Wie sieht ein Arbeitstag beim Exil- Osnabrücker Zentrum für Flüchtlinge aus?

„Exil“ lebt vom ehrenamtlichen Engagement seiner über 130 Mitglieder sowie mehr als 300 Ehrenamtlichen in allen möglichen Bereichen. Wir sind ansprechbar in Osnabrück mit seinen 160.000 Einwohnern für die ca. 4500 Geflüchteten.
Wir haben etablierte Abteilungen, in denen auch hauptamtlich gearbeitet wird: den großen Bereich Beratung, in dem wir Sozial-, Rechtsberatung, Familiennachzugsberatung bzw. ich Sprachberatung anbieten.

Dann den Bereich der Begegnungs- und Beteiligungsformate, in dem Einheimische und Geflüchtete regelmäßig gemeinsame Veranstaltungen und Treffs organisieren, wie Freizeit für Flüchtlingskinder, Familientandems, Internationale Frauengruppe. Dazu gehören auch meine beiden Projekte WER VERSTEHT DAS SCHON?© und neuerdings auch LEBEN ERZÄHLEN SCHREIBEN©, im Rahmen derer ich mit mehrsprachigen Co-Moderatorinnen und -Moderatoren mehrsprachige Erzähl- und Schreibwerkstätten für Geflüchtete und Einheimische anbiete.

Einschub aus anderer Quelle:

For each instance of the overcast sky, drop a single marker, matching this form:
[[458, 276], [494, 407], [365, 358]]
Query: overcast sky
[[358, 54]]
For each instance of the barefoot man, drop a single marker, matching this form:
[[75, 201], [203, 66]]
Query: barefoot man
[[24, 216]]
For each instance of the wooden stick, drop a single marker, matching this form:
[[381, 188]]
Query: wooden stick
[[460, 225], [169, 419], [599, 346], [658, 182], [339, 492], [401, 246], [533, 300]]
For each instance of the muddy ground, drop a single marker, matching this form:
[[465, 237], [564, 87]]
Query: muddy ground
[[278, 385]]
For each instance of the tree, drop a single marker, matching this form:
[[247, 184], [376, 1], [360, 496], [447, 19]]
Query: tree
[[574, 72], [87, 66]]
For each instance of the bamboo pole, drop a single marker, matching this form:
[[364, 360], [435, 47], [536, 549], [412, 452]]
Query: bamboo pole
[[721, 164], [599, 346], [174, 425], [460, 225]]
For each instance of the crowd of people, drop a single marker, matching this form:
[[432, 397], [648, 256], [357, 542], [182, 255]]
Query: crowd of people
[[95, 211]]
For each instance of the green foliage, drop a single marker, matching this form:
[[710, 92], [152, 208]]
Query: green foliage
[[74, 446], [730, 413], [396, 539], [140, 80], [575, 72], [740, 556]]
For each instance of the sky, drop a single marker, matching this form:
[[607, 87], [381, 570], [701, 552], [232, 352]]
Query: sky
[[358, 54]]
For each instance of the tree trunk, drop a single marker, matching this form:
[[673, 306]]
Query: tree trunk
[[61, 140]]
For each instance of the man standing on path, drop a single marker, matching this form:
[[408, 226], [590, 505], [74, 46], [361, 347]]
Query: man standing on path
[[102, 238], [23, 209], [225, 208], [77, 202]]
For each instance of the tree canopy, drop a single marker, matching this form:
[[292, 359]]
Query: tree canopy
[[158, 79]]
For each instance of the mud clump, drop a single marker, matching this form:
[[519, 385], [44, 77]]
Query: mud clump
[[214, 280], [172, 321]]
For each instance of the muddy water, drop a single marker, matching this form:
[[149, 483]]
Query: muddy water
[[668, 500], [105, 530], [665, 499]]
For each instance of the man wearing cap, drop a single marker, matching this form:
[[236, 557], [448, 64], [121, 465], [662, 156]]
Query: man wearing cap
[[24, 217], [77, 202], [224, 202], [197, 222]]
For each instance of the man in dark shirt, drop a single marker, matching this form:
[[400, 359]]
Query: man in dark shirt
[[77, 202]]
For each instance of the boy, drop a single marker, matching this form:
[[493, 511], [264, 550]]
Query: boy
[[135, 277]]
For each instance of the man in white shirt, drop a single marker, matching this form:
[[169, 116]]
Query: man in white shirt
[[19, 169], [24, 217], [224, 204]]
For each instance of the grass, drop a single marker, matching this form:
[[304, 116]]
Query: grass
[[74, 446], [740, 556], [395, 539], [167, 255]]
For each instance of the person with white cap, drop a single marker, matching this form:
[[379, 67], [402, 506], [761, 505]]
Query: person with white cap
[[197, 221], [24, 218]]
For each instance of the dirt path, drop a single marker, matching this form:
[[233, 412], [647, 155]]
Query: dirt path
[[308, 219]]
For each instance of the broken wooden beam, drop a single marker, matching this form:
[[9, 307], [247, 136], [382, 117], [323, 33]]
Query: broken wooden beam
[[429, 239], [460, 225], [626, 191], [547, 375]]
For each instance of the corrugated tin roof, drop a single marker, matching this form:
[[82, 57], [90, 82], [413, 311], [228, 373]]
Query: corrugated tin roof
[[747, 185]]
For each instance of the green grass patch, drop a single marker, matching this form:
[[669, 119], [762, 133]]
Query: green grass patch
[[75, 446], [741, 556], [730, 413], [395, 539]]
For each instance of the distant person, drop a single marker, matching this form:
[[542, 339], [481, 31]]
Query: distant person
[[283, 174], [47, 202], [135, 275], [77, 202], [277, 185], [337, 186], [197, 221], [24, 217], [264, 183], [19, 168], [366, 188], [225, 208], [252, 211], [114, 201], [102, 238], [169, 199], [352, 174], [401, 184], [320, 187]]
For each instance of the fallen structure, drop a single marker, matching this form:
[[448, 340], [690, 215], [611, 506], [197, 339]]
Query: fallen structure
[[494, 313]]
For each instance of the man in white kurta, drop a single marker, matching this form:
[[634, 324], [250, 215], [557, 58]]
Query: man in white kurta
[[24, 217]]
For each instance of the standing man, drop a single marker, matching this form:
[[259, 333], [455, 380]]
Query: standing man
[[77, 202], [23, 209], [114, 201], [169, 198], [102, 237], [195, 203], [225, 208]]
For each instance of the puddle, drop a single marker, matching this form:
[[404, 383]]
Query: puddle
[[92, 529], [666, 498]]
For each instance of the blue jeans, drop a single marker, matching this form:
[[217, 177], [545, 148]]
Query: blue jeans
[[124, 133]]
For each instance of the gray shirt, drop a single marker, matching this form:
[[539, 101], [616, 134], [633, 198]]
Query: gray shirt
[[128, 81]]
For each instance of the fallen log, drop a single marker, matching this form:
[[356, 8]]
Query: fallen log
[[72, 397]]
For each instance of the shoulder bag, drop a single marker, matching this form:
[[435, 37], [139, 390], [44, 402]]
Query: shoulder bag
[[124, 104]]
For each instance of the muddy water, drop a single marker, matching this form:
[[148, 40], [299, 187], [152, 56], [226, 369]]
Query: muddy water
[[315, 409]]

Bis auf den Dienstagnachmittag - da hab ich die Sprachsprechstunde - verlaufen daher meine Arbeitstage sehr verschieden, auch wenn es natürlich wiederkehrende Abläufe gibt. So bin ich regelmäßig im Gespräch mit ‚meinen‘ verschiedenen Teams: Für die ehrenamtlichen Lehrkräfte (es sind ca. 16 Personen), die wöchentlich auf verschiedenen Niveaus Deutschunterricht erteilen, organisiere ich die Räume, das Lehrmaterial, Fortbildungen.

Außerdem bin ich die Ansprechpartnerin für die ehrenamtlichen Organisatorinnen und Organisatoren unseres Café International sowie der Arbeitsgruppe Kultur- und Öffentlichkeitsarbeit, die jeweils alle zwei Wochen zusammenkommen, um den Cafébetrieb zu organisieren bzw. das Kulturprogramm zu planen und durchzuführen. Wir bieten monatlich Veranstaltungen an (Lesungen, Konzerte, Ausstellungen, Workshops).

Aktuell betreue ich außerdem eine Praktikantin, eine Masterstudentin in Soziologie, und arbeite mit einer syrischen Kollegin, die bei uns ihren Bundesfreiwilligendienst absolviert, an mehrsprachigen Begegnungsprojekten zusammen.